The Daniel Morcombe Foundation established by the couple and supported as a charity has devoted considerable resources to developing the iPhone application, which is the first of its type in Australia with its unique combination of features, and is possibly unique in the world. There are many similar apps in the iTune store with a range of other features, but none like this app. Similar apps have been developed for Android and Windows phones.
The app was described by Mr Morcombe as a logical progression from the lessons learned from son Daniel. Despite an exhaustive search the couple could not find anything in the market that suited and so they decided to develop their own app themselves. The device is designed for children but will also be very useful for adults who fear they are being stalked or are vulnerable.
However, Mr Morcombe noted that the device was not designed, nor could it be used as a tracking device, because the location information was only sent when triggered by the user and not in a continuous stream.
The Daniel Morcombe Foundation was working with developers to make similar app available on Windows and Android based mobile devices.
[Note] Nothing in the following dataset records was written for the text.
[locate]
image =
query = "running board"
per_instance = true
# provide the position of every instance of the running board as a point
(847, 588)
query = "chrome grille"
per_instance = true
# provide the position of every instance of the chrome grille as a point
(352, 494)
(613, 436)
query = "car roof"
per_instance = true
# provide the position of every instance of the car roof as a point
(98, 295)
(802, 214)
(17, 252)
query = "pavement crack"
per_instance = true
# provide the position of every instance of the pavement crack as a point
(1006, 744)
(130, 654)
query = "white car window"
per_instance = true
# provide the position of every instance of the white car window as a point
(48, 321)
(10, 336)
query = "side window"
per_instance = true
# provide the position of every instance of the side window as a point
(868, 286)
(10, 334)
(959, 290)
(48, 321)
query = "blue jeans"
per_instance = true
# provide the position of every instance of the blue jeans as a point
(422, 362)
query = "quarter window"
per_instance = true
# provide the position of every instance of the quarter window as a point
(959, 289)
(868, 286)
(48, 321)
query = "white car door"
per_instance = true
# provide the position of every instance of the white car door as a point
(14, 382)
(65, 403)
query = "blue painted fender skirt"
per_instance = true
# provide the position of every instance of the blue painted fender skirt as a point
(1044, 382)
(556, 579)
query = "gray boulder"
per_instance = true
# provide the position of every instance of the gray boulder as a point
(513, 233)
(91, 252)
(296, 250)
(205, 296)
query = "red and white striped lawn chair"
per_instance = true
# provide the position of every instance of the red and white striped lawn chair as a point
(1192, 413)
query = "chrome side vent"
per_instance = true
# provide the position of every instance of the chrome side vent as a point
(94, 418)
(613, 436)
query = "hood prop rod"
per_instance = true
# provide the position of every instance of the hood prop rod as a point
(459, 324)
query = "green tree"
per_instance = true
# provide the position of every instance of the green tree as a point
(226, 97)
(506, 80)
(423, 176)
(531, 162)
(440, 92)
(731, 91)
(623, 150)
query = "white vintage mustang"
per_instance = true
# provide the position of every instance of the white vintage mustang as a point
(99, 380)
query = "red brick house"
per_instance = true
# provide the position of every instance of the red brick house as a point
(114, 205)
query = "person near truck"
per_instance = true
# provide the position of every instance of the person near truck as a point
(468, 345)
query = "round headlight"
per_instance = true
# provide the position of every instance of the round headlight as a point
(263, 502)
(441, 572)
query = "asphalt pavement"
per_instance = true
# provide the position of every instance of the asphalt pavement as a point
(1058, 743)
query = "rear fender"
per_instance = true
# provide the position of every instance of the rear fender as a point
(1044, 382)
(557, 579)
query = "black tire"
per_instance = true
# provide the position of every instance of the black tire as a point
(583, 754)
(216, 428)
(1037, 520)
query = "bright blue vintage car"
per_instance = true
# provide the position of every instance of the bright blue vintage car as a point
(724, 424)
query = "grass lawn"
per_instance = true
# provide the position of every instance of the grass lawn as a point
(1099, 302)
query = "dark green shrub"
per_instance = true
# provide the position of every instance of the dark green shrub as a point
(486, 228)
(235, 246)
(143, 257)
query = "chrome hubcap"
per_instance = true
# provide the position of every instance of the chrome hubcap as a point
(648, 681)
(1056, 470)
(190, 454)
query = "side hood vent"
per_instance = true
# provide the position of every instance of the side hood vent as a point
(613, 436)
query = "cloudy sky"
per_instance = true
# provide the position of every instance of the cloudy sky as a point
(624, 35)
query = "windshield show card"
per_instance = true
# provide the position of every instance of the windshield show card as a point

While the couple have been quick to emphasise that abduction is rare, the device provides parents with a lot of peace of mind and educates children about the dangers. The same arguments apply to the EPIRB devices which are also rarely used, but are compulsory for most boats in Australia and have saved many lives. Authorities in Australia encourage all hikers heading out into remove locations or drivers heading out into the outback to carry these devices as well. The EPIRB devices have a much greater range as they are satellite based. The 'Help Me' app obviously depends on being within range of a mobile tower, but is much more portable and cheaper.
It took seven years for some of the remains of the teenager to be found at Glass House Mountains last year. A potential offender has been charged and remains in custody awaiting trial on charges of murder, child stealing, deprivation of liberty, indecent treatment of a child and interfering with a corpse.
Although the app is designed for children and adolescents it will also suit a wide variety of other people including youth, elderly and seniors citizens, pregnant mums, shift workers who travel late at night, runners, joggers and other recreational enthusiasts, people with medical conditions, holiday makers, backpackers and for those on school camps.
- The 'Help Me' button blasts out a warning and sends and SMS text to two 'safety' numbers the user has nominated and stored. The text message includes GPS co-ordinates for the location where the text was sent from.
- A set of safety mobile numbers can be transferred from your contacts to form part of your Trusted Safety Network. These numbers can be easily found and saves time having to search through all your contacts.
- There is an easy-to-use Notes page where you can simply and easily jot down various details about suspicious people, cars etc. Simply tap the screen, add the information and save. The saved notes can be recalled by clicking on the Notes icon at the top right hand side of the screen. The notes are catalogued with all the details including time and date recorded. The notes page makes it easy to records details about suspicious cars (see the image for details)
- The app includes many Helpful Numbers that are very useful required for various types of assistance. Just tap the screen to be connected to the number selected.
- The app includes lots of helpful resources designed to educate kids and their parents on what to do to stay safe. The information is kept up to date with the latest news.